Es reg­net in Pécs. Und es ist kalt. Die Hei­zung höher gedreht, die Kuschel­wes­te eng um den Kör­per geschlun­gen. Hei­ßer Kaf­fee. Im Thea­ter­stück ras­ten die Leu­te in ihrer hei­len Welt aus, in der rea­len Welt tun sie es sowie­so. Die Bil­der, von denen unser Außen­mi­nis­ter meint, dass wir sie aus­hal­ten müs­sen, wer­den zur täg­li­chen Nor­ma­li­tät.

In mei­nem Schreib­do­ku­ment wird die Welt geflu­tet. Reset. Es wird ohne­hin kom­men. Die Erde wird sich erho­len. Unse­re Waf­fen und Toten sind ihr egal, die Atom­bom­kraft­wer­ke wer­den ihr auch nichts anha­ben. Nicht ein­mal die ver­schmut­zen Flüs­se und gero­de­ten Regen­wäl­der. Das Leben wer­den wir aus­lö­schen kön­nen, den Pla­ne­ten nicht. Wir sind nur ein paar Sekun­den Erd­ge­schich­te. Da fragt man sich, was es für einen Sinn macht, ein Thea­ter­stück zu schrei­ben.

Die Men­schen pos­ten Bil­der aus Ido­me­ni, ich trin­ke Kaf­fee, in mei­nem Kopf reist Phil­ipp nach Međug­or­je, um Tik­vica zu fin­den.

Neu­lich schrieb mir eine Lese­rin: Sie möge mei­ne Roma­ne, ja, sie schät­ze mich als Schrift­stel­le­rin, aber ich sol­le mich doch bit­te nicht so auf­re­gen, so übel sei das, was pas­sie­re, nun auch wie­der nicht. Als ich ihre FB-Sei­te ansah, ent­deck­te ich geret­te­te Stö­ckel­schu­he und Net­flix-Seri­en. Viel­leicht hat sie recht. Viel­leicht soll­ten wir uns die Bir­ne mit Net­flix-Staf­feln weg­pus­ten. Mit der Fra­ge, wel­che Schu­he wir weg­wer­fen könn­ten, kom­men wir gera­de noch klar. Egal, wie wir uns ent­schei­den, die Wahl wird kei­nen all­zu gro­ßen Ein­fluss auf unser Leben haben. Wir mögen es viel­leicht kurz bereu­en, Schu­he weg­ge­wor­fen zu haben, die in 4 Jah­ren wie­der in Mode kom­men könn­ten, aber es fällt uns kein Bein ab. Nicht ein­mal eine Lun­gen­ent­zün­dung bekom­men wir vor dem Huma­na-Con­tai­ner.

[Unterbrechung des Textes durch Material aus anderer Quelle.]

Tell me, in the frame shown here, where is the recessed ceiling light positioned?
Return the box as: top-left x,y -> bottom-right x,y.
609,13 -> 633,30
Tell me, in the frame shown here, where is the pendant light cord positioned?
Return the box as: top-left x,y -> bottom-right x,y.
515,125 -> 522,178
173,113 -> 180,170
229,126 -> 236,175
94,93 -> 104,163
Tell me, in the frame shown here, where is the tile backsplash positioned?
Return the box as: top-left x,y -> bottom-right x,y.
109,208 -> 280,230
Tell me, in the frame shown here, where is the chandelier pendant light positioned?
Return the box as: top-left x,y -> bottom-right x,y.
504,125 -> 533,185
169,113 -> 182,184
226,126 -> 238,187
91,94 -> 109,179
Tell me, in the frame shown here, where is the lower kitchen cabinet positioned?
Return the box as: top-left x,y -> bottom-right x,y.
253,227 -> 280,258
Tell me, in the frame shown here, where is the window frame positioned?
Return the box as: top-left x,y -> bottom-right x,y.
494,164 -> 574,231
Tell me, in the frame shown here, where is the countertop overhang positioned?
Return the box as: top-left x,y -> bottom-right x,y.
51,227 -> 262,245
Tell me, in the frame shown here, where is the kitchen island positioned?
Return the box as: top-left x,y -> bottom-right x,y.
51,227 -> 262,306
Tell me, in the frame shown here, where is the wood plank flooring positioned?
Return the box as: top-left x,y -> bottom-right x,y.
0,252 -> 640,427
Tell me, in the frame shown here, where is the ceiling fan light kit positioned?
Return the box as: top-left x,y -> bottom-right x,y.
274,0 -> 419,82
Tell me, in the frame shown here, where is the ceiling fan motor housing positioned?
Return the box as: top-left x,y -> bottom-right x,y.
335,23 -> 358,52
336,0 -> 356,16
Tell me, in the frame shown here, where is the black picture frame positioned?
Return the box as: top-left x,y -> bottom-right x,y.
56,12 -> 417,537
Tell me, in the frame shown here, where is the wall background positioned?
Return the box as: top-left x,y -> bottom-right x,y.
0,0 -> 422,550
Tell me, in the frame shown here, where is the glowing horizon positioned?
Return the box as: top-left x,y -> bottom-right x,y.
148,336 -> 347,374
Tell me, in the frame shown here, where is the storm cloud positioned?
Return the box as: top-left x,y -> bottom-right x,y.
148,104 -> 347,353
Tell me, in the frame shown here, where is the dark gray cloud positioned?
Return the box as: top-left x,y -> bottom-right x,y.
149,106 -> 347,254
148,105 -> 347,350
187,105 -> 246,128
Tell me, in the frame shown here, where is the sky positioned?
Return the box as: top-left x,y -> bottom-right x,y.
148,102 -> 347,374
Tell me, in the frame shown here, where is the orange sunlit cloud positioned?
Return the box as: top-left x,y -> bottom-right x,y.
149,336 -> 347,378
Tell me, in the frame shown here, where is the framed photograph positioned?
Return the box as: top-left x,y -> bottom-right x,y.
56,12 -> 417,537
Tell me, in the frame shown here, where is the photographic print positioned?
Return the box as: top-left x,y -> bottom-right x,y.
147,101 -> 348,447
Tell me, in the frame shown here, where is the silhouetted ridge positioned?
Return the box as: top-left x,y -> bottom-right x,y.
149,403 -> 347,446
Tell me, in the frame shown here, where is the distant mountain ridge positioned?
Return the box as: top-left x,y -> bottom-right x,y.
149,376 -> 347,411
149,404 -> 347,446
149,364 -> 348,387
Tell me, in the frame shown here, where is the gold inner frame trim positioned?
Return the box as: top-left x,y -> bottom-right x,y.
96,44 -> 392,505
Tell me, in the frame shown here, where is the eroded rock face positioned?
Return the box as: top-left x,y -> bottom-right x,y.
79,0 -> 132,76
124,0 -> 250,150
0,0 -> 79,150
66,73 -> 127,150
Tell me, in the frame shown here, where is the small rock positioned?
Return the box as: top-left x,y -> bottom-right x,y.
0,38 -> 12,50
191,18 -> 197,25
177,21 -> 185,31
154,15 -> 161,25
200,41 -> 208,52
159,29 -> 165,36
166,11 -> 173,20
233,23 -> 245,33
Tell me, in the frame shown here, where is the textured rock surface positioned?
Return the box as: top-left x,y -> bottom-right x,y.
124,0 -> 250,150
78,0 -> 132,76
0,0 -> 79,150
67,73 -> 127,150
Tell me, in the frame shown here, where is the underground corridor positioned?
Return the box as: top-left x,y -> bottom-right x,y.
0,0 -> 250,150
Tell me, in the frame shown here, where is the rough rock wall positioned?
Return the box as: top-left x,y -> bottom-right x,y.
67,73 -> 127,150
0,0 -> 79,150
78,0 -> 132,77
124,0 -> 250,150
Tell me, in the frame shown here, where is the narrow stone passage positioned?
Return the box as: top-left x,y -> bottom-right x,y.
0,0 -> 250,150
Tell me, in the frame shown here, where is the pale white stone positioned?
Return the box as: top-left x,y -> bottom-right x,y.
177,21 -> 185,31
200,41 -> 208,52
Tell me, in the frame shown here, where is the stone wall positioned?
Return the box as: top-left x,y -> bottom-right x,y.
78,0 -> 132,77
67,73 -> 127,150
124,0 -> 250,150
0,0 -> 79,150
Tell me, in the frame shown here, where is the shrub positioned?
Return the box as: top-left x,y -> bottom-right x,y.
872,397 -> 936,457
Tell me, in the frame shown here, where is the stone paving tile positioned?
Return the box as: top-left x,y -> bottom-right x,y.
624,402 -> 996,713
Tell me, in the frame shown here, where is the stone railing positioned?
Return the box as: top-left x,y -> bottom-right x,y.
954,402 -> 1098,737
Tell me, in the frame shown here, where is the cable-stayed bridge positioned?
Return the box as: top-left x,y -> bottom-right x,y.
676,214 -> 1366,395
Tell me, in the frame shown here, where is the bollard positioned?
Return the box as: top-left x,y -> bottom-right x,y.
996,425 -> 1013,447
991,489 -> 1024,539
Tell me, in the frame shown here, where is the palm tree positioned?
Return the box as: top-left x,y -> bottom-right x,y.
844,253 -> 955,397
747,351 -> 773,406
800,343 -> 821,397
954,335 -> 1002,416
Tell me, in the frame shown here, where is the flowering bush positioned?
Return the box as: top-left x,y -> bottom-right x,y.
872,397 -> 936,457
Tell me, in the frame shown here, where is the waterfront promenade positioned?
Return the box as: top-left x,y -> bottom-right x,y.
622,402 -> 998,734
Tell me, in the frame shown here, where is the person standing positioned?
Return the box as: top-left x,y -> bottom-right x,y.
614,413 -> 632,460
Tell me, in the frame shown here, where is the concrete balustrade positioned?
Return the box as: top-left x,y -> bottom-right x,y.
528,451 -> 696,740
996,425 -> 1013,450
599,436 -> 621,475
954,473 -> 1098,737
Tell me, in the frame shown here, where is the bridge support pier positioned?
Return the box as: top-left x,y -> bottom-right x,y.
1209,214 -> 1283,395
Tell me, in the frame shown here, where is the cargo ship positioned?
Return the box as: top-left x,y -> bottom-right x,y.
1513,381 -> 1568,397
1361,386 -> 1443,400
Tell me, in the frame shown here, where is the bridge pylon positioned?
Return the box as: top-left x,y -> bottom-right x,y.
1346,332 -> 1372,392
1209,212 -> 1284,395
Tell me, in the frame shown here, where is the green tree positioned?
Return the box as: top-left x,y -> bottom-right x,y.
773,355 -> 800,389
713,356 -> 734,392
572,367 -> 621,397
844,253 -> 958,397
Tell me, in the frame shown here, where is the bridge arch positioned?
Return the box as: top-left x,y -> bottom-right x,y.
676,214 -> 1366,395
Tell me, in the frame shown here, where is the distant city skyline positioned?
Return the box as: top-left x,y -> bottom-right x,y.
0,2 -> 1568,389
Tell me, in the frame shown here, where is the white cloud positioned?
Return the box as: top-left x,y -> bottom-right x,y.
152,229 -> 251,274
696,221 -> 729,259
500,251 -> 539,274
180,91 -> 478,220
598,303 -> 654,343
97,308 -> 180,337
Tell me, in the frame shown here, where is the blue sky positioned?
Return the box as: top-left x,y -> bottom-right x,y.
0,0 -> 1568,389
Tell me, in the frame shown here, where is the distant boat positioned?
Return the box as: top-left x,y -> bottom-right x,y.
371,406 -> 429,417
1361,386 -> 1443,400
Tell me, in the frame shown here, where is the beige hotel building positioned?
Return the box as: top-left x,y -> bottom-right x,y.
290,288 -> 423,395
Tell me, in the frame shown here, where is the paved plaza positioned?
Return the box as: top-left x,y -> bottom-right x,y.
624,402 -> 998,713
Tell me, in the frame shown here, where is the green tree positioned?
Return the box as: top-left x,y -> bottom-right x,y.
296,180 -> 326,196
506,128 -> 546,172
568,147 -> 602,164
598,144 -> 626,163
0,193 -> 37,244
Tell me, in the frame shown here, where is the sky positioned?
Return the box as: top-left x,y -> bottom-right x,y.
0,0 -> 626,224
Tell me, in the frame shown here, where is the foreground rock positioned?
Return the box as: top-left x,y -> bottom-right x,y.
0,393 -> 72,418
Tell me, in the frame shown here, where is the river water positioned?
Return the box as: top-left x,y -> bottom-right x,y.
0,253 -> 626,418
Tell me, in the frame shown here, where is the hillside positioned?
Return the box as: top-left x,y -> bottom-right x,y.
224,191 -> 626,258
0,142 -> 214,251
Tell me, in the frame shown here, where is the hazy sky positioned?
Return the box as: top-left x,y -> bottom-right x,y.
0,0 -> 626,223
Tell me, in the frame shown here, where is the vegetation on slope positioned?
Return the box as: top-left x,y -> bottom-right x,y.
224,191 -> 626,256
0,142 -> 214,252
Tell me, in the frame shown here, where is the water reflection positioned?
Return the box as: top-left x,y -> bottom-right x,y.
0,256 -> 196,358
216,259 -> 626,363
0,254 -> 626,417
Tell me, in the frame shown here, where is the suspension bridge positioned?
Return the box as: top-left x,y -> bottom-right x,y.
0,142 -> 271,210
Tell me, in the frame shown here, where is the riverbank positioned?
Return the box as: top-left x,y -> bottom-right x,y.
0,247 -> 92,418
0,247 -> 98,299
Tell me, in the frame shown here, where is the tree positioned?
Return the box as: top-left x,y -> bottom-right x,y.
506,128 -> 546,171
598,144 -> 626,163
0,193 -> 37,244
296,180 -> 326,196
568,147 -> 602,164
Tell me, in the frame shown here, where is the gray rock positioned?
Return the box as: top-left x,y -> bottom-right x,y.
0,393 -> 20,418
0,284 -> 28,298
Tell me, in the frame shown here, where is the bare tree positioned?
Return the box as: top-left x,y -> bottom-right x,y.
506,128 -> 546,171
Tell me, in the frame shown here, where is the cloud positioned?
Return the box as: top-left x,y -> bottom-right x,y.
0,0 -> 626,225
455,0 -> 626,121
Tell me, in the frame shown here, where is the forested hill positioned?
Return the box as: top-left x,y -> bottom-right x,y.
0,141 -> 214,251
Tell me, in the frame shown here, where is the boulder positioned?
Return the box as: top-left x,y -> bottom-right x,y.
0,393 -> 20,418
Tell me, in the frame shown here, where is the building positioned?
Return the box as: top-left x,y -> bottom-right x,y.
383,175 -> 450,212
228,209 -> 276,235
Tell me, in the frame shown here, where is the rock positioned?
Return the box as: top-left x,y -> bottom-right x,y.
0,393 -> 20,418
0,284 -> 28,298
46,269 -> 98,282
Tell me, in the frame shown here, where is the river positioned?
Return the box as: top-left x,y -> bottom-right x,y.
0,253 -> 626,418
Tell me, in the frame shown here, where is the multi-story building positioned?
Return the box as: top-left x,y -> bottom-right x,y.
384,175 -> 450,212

Gera­de bekom­me ich ein Mail: Wenn ich als Pen­sio­nis­tin Tan­tie­men an heu­te geschrie­be­nen Wer­ken ver­die­nen wer­de, wer­de ich mit Ein­bu­ßen zu rech­nen haben. Viel­leicht soll­te ich Net­flix-Seri­en schrei­ben.

Vor­hin bin ich mit dem Schirm hin­aus, um die ange­kün­dig­te Demo anzu­schau­en. Statt Trans­pa­ren­ten hiel­ten die Leu­te Regen­schir­me über den Köp­fen, es wur­de artig geklatscht. Bis auf das Wort “demokrácia“verstand ich nichts. Ich stand dane­ben und lang­weil­te mich.

Ich bin müde gewor­den. Ich zie­he mich in mei­ne Péc­ser Woh­nung zurück und las­se Was­ser in die Wan­ne lau­fen. Suche mir eine Plat­te auf You­tube aus. Wäh­rend die Wan­ne voll­läuft, ver­su­che ich, etwas auf Deutsch zu den Demos zu fin­den.*

Viel­leicht soll­te ich auch die­se Milch trin­ken, die den Men­schen Har­mo­nie und Lie­be vor­gau­kelt. Alle Erin­ne­run­gen löschen. Das Intra­net zeigt nur noch Kat­zen­fo­tos und Gar­ten­pflan­zen. Hin­ter dem gol­de­nen Käfig wer­den wir uns ein­re­den, dass alles bes­ser ist und vor Net­flix und Ama­zon Prime ver­fau­len. Wenn Gott die Welt jetzt flu­tet, wäre es nicht scha­de. Wir wür­den es nicht ein­mal mit­be­kom­men. Das Was­ser fließt in unse­re offen ste­hen­den Wohl­stands­mäu­ler und ver­mengt sich mit Papri­ka-Chips. Viel­leicht schickt Gott ja eine Arche nach Ido­me­ni.